In February 2006, IMAX issued a press release touting its financials for the previous year’s fourth quarter. The statement announced a record number of theater installations and $35.1 million in revenue.
Five months later, the SEC launched an investigation into the company’s accounting, particularly the decision to recognize revenue on 10 theaters that had yet to open. By July 2007, the scope of the inquiry had expanded, and IMAX was forced to restate financial results from 2002 to 2006. The price of IMAX shares took a hit.
That led to eight lawsuits in the U.S and one in Canada that’s been called “groundbreaking.”
The U.S.-based class action lawsuits were consolidated, and the plaintiffs survived a motion to dismiss. Last week, the parties in the U.S. case informed a New York federal court that a $12 million settlement had been struck. The deal, according to the plaintiff’s counsel, “achieves a result that is fair, reasonable, adequate and worthy of judicial approval.”
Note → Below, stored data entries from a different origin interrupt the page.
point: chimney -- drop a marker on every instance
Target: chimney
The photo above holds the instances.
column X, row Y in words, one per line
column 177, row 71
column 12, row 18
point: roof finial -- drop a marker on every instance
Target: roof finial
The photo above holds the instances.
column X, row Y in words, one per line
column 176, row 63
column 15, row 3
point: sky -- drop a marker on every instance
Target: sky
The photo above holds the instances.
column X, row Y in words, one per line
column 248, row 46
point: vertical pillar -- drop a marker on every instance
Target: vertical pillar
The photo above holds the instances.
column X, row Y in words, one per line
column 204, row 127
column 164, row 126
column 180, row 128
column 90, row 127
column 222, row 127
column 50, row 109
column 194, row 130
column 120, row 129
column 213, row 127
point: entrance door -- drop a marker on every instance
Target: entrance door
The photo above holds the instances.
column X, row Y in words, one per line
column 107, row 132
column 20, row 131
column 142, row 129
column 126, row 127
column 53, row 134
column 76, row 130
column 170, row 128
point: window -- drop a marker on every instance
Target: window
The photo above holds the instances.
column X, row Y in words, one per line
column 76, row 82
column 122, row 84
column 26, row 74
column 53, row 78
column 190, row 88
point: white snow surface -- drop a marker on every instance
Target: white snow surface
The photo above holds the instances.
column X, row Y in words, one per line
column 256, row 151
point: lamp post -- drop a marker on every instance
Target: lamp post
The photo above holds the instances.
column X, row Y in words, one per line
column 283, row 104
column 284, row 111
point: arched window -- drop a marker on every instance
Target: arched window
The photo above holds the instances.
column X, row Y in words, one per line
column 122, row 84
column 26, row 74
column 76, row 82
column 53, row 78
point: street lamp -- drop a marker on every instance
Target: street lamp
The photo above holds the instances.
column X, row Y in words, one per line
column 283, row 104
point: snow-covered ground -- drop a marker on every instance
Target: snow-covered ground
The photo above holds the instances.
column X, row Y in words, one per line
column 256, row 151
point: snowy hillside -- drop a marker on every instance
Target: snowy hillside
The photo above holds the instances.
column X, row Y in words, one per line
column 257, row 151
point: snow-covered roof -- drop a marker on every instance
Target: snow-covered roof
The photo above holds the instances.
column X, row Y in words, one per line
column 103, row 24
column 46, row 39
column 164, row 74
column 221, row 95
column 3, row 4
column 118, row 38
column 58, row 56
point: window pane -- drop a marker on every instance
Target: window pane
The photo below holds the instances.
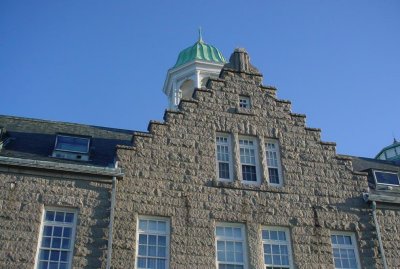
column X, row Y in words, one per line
column 56, row 235
column 386, row 178
column 344, row 251
column 229, row 245
column 152, row 243
column 276, row 246
column 75, row 144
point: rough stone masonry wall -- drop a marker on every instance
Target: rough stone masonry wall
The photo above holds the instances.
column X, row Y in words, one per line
column 22, row 201
column 389, row 223
column 171, row 172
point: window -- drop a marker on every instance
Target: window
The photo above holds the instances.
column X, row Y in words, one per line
column 344, row 250
column 57, row 239
column 244, row 101
column 224, row 166
column 248, row 159
column 273, row 162
column 230, row 242
column 153, row 243
column 276, row 246
column 386, row 178
column 72, row 144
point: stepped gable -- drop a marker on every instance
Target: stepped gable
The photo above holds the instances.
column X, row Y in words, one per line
column 172, row 171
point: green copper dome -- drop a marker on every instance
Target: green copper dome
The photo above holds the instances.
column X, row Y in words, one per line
column 200, row 51
column 390, row 153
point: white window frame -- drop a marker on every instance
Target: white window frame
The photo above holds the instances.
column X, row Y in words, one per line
column 72, row 136
column 353, row 246
column 279, row 166
column 386, row 184
column 230, row 239
column 244, row 102
column 44, row 222
column 257, row 162
column 230, row 155
column 286, row 242
column 167, row 234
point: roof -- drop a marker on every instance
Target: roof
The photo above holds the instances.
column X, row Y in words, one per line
column 363, row 164
column 200, row 51
column 394, row 145
column 35, row 139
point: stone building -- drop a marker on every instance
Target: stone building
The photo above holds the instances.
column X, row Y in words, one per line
column 231, row 178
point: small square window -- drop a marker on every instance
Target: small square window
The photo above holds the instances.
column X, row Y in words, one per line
column 277, row 249
column 244, row 101
column 230, row 246
column 153, row 243
column 249, row 160
column 72, row 144
column 223, row 151
column 344, row 249
column 57, row 239
column 273, row 162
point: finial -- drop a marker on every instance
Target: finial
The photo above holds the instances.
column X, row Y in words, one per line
column 200, row 35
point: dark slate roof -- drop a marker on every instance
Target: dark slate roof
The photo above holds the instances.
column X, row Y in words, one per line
column 35, row 139
column 363, row 164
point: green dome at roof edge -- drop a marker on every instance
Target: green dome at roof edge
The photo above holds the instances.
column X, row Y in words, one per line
column 202, row 52
column 395, row 144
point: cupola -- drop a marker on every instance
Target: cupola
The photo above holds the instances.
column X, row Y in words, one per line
column 390, row 153
column 194, row 66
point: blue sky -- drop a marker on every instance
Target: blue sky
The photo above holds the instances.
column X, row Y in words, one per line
column 104, row 62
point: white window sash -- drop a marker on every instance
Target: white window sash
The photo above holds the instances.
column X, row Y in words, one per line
column 58, row 224
column 256, row 164
column 147, row 232
column 286, row 242
column 242, row 240
column 278, row 161
column 353, row 246
column 229, row 162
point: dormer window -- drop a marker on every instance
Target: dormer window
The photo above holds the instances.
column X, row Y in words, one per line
column 386, row 178
column 244, row 101
column 72, row 147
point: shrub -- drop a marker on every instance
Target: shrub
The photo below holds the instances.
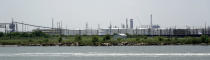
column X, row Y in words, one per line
column 1, row 34
column 95, row 39
column 78, row 38
column 47, row 40
column 107, row 37
column 204, row 38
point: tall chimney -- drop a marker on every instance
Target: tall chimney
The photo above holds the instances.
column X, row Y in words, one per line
column 131, row 23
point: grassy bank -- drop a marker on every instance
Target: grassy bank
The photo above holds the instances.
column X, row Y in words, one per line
column 41, row 39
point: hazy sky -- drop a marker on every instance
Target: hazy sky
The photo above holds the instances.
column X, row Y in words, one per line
column 75, row 13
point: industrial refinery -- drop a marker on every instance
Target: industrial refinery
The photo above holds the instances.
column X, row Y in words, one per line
column 127, row 28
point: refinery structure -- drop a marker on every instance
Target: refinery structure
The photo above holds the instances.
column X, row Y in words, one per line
column 127, row 28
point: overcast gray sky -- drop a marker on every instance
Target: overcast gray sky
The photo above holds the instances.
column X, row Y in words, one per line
column 75, row 13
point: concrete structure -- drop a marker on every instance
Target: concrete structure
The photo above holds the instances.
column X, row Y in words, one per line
column 131, row 23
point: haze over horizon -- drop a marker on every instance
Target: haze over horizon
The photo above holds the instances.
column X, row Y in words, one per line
column 76, row 13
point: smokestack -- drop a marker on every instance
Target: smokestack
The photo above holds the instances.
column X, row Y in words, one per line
column 151, row 21
column 131, row 23
column 52, row 23
column 126, row 23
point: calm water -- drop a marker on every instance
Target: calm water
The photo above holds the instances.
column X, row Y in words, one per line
column 106, row 53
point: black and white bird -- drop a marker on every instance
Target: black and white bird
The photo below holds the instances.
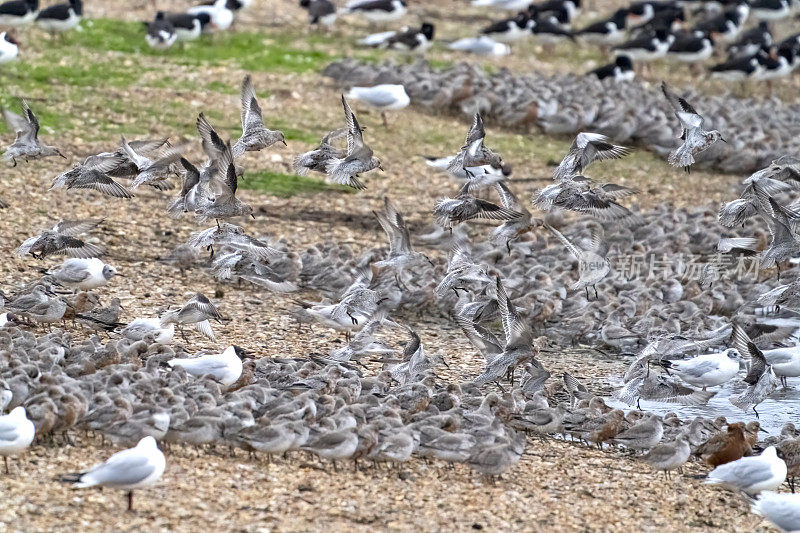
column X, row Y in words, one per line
column 61, row 17
column 725, row 26
column 620, row 70
column 737, row 69
column 606, row 32
column 646, row 49
column 642, row 12
column 219, row 13
column 160, row 33
column 511, row 29
column 9, row 48
column 320, row 12
column 188, row 27
column 689, row 48
column 570, row 7
column 695, row 138
column 751, row 41
column 378, row 10
column 419, row 39
column 775, row 64
column 16, row 13
column 549, row 33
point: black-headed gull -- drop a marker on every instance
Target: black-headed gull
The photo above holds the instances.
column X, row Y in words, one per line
column 225, row 367
column 134, row 468
column 16, row 433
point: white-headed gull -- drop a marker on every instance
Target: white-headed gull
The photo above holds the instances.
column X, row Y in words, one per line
column 16, row 433
column 225, row 367
column 130, row 469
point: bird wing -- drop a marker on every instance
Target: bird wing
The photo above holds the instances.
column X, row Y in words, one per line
column 402, row 237
column 202, row 304
column 92, row 179
column 76, row 227
column 124, row 468
column 225, row 181
column 476, row 132
column 745, row 472
column 9, row 430
column 689, row 118
column 599, row 150
column 213, row 145
column 71, row 272
column 355, row 137
column 248, row 97
column 574, row 250
column 15, row 122
column 380, row 96
column 141, row 162
column 33, row 123
column 190, row 178
column 696, row 369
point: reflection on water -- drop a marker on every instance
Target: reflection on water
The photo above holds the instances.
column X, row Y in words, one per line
column 781, row 407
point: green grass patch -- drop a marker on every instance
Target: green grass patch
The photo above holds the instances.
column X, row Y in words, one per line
column 248, row 50
column 286, row 185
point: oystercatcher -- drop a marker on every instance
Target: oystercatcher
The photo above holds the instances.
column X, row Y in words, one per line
column 620, row 70
column 18, row 13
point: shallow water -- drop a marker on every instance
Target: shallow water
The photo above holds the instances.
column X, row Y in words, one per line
column 781, row 407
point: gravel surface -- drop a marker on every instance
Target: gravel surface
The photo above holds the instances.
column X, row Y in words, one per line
column 557, row 486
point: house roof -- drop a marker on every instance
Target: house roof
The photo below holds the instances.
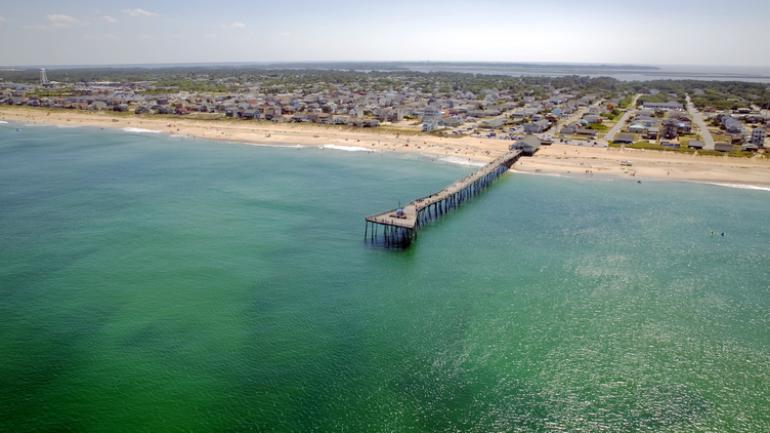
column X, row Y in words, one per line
column 624, row 138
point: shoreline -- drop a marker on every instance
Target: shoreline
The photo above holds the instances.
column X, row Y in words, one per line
column 556, row 159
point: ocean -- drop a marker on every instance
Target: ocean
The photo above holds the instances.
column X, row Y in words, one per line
column 152, row 283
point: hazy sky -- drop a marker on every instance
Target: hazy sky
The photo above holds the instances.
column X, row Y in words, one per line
column 705, row 32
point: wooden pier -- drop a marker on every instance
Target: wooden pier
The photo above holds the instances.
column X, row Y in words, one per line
column 397, row 228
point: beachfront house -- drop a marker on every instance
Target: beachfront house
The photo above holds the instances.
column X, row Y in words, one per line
column 624, row 139
column 758, row 136
column 723, row 147
column 662, row 106
column 528, row 145
column 537, row 127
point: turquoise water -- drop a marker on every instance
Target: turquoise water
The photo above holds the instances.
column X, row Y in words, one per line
column 153, row 284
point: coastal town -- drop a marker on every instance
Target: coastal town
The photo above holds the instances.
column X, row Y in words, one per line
column 578, row 111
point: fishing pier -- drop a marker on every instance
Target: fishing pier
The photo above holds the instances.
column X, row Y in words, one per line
column 397, row 228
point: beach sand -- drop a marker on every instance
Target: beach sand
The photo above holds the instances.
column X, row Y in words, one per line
column 554, row 159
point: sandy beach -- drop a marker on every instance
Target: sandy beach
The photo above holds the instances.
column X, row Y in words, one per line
column 554, row 159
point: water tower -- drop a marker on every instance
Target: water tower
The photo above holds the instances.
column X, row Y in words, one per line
column 43, row 78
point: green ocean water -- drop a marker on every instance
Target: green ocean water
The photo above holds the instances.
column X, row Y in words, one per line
column 158, row 284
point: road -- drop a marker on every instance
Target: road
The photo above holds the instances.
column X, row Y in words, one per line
column 697, row 117
column 619, row 126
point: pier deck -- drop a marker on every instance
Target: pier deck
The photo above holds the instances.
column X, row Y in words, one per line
column 400, row 228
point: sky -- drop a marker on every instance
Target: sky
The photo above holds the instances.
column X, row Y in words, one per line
column 673, row 32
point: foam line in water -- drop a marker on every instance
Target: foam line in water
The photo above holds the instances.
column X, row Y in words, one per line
column 345, row 148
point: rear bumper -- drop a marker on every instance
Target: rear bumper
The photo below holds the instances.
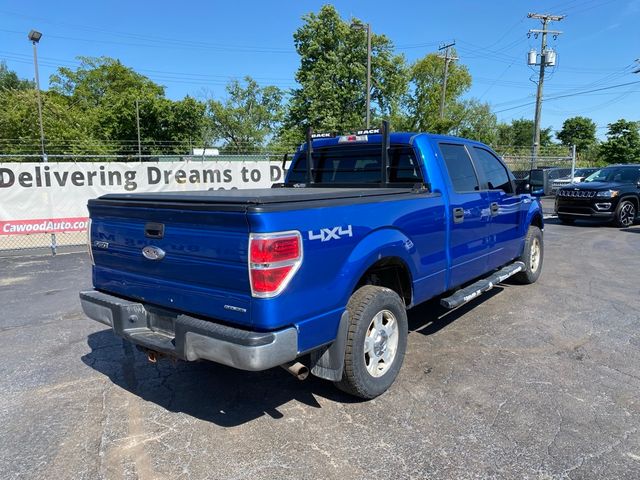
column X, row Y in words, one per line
column 190, row 338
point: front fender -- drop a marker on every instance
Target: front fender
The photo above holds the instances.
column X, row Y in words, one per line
column 534, row 216
column 379, row 244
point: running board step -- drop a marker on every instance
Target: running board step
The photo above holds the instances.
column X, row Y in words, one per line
column 476, row 289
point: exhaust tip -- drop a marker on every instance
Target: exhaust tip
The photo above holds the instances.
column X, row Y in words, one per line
column 297, row 369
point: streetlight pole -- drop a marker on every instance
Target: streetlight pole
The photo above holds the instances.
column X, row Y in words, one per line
column 35, row 37
column 367, row 27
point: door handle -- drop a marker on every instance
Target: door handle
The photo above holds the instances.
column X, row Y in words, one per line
column 458, row 215
column 154, row 230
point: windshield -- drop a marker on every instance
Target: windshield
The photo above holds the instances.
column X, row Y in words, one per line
column 615, row 175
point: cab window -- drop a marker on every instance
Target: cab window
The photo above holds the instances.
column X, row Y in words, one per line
column 495, row 173
column 463, row 175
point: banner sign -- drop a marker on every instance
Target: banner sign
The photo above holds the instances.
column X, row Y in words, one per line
column 52, row 197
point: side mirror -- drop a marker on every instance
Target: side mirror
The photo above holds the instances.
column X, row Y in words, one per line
column 536, row 182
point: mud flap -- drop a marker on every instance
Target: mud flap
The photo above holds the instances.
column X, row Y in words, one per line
column 328, row 362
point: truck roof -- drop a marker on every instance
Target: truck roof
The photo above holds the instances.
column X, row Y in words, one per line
column 376, row 138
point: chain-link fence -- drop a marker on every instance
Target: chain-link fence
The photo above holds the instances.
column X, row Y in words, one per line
column 69, row 234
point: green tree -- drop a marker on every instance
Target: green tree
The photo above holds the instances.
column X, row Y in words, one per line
column 475, row 121
column 332, row 77
column 520, row 134
column 578, row 131
column 622, row 144
column 248, row 116
column 9, row 79
column 423, row 102
column 66, row 128
column 107, row 92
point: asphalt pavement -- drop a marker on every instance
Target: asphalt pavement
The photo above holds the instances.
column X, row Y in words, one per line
column 539, row 381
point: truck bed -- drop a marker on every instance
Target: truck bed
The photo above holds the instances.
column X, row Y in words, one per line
column 250, row 199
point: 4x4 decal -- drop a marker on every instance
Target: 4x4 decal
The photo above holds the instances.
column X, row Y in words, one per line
column 334, row 233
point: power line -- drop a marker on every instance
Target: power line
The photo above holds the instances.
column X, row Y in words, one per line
column 570, row 95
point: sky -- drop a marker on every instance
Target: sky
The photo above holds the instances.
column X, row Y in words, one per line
column 195, row 47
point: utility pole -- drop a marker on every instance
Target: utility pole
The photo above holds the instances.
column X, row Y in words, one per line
column 35, row 37
column 138, row 125
column 367, row 27
column 447, row 58
column 545, row 60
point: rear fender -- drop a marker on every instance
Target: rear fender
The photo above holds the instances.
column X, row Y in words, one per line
column 380, row 244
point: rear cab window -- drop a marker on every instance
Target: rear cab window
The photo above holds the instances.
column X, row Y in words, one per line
column 496, row 175
column 358, row 164
column 460, row 167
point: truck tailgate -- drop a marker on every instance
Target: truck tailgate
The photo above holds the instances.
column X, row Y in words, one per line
column 204, row 269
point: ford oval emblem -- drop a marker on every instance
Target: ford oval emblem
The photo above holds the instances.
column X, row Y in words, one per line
column 153, row 253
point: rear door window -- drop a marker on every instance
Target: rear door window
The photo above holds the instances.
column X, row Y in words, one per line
column 495, row 173
column 461, row 170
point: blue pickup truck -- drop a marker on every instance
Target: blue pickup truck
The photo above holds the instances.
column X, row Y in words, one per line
column 320, row 269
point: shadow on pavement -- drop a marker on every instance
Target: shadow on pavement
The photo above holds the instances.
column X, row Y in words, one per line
column 208, row 391
column 579, row 223
column 224, row 395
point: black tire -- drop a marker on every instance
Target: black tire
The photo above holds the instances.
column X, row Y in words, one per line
column 566, row 220
column 532, row 266
column 364, row 305
column 625, row 214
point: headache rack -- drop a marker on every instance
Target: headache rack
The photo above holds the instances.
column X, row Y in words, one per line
column 384, row 164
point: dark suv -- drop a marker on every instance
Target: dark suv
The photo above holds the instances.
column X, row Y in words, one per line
column 612, row 193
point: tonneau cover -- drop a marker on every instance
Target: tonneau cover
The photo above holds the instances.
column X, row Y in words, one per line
column 256, row 196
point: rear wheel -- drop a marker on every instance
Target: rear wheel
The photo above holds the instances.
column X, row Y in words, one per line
column 625, row 214
column 531, row 257
column 376, row 341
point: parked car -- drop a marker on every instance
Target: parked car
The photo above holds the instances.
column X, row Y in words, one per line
column 611, row 193
column 365, row 227
column 579, row 175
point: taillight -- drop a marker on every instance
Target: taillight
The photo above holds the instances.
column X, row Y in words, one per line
column 274, row 258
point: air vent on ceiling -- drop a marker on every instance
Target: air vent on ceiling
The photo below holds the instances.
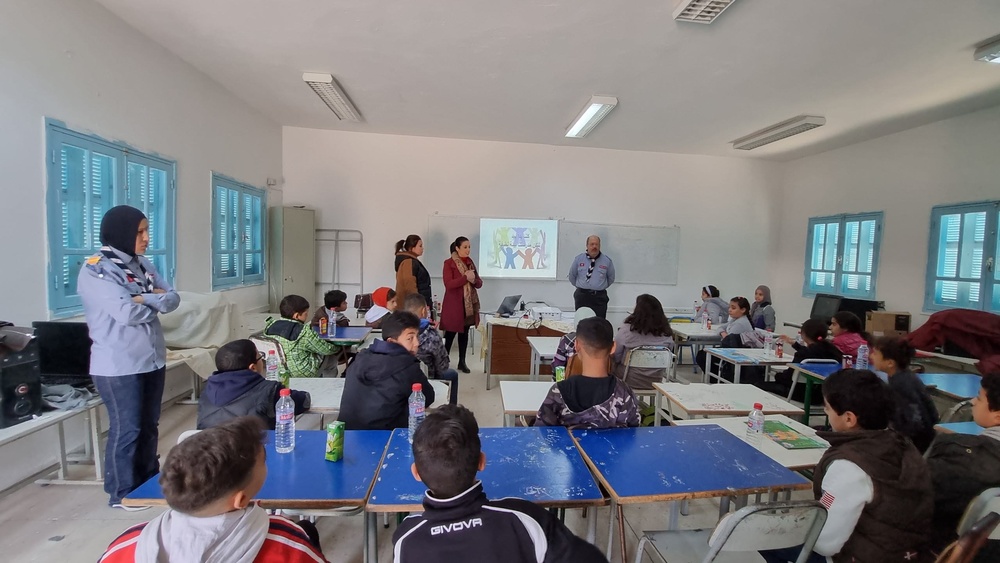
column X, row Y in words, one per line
column 700, row 11
column 778, row 131
column 332, row 95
The Canadian class action continues, however. That litigation is being closely watched by many legal observers because it was the first one certified by a judge after Canada adopted U.S.-style securities litigation rules in 2005. When a Toronto judge certified the class action against IMAX in 2010, a global investor class was allowed, meaning that foreign investors would be allowed to join. The decision to certify a global class could greatly increase liability for corporations.
In detailing a settlement to wrap up the U.S. class action, the parties revealed that all investors who held IMAX stock from February 27, 2003 to July 20, 2007 would have the opportunity to make a claim, but not those who intended to continue pursuing the company in Canadian court.
As part of the settlement, the defendants have agreed to seek an order amending the definition of the Canadian class to exclude all class members who have not opted out of the U.S. settlement. And if the Canadian court refuses, the latest settlement agreement appears to be void, as it is said that the parties “shall revert to their litigation positions immediately prior to the execution of the [Memorandum of Understand].”